Security researchers and analysts emphasize, though, that the Bloomberg report raises crucial questions about the threat of hardware supply chain attacks, and the industry's lack of preparedness to deal with them. Lawmakers have clearly considered the issue, given the recent ban on devices made by the Chinese manufacturers ZTE and Huawei in government use. But there still aren't clear mechanisms in place to respond to a successful hardware supply chain compromise.

"This sort of attack undermines every security control we have in place today," says Jake Williams, a former NSA analyst and founder of the security firm Rendition Infosec. "We can detect anomalies on the network to bring us back to a suspicious server, but most organizations simply can't find a malicious chip on a motherboard."

Mere awareness of the threat doesn't help much. Behemoths like Apple and Amazon have effectively unlimited resources to audit and replace equipment throughout their massive footprints. But other companies likely don't have this flexibility, especially given how elusive these intruders are; Bloomberg says the PLA's stowaway component was no bigger than a pencil point.

"The problem with detection is that it's extremely impractical," says Vasilios Mavroudis, a doctoral researcher at University College London who has studied hardware supply chain attacks and worked last year on a model for cryptographically ensuring the integrity of hardware parts during manufacturing. "You need specialized equipment and you have to carefully examine several heterogenous pieces of complex equipment. It sounds like a nightmare, and it's an expense that's hard for companies to justify."

Even companies that can afford to properly remediate a hardware breach face the obstacle of finding replacements. The threat of supply chain attacks makes it difficult to know who to trust. "Most computer components come through China," Williams says. "It's hard to picture they don't have hooks into companies other than Super Micro. At the end of the day, it's hard to evaluate what's more trustworthy. Backdoored hardware on such a wide scale is unprecedented."

The situation Bloomberg describes acts as a chilling reminder that the tech industry has not deployed mechanisms for preventing or catching hardware supply chain attacks. In fact, there isn't an easy answer of what a comprehensive response would even look like in practice.

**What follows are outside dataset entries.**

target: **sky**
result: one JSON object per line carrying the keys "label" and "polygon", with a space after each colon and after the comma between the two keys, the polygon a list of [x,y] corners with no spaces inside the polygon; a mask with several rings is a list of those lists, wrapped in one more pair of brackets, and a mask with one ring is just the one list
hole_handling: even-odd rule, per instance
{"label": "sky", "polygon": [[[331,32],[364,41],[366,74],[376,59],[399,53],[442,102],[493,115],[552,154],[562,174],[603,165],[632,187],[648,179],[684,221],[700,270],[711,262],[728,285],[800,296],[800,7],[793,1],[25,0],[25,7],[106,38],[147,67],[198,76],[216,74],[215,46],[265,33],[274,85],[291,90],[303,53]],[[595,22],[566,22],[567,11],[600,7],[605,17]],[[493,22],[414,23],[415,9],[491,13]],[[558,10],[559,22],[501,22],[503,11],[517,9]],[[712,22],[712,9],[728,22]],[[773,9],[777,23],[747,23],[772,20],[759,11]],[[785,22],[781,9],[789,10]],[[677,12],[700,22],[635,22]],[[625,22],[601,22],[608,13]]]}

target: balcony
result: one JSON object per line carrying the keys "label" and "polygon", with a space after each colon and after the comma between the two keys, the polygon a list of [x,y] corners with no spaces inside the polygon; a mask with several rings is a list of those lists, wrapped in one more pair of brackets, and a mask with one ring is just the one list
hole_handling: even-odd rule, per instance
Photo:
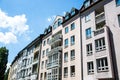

"As for cleaning up the mess, that would require looking at the whole value chain, from design through manufacturing, and carefully monitoring every step," says Jason Dedrick, a global information technology researcher at Syracuse University. "It might not be so hard to move motherboard assembly out of China, but the bigger issue is how to control the design process so that there isn't a space for a counterfeit chip to be inserted and actually function."

"The problem with detection is that it's extremely impractical."

Vasilios Mavroudis, University College London

Some cloud services, like Microsoft Azure and Google Cloud Platform, have built-in protections that security researchers say could potentially obviate an attack like the one Bloomberg describes. But even if these defenses could defeat some specific attacks, they still can't protect against all possible hardware compromises.

Mavroudis's research into integrity checks for hardware parts, meanwhile, attempts to account for how much uncertainty exists in the supply chain. The scheme creates a sort of consensus system, where the different components of a device monitor each other and can essentially run interference against rogue agents so the system can still function safely. It remains theoretical.

Ultimately, fixing supply chain incidents will take a new generation of protections, implemented swiftly and widely, to give the industry an appropriate recourse. But even the most extreme hypothetical solution—treating electronics as critical infrastructure and nationalizing manufacturing, an entirely improbably outcome—would still be at risk of an insider threat.

This is why it's not enough to simply be aware that supply chain attacks are theoretically possible. There need to be concrete defenses and remediation mechanisms in place. "I mean, yes, we wrote a paper about detection," Mavroudis says. "But I always believed it wasn't very likely that such backdoors would get deployed in practice, especially against non-military equipment. Reality is sometimes surprising."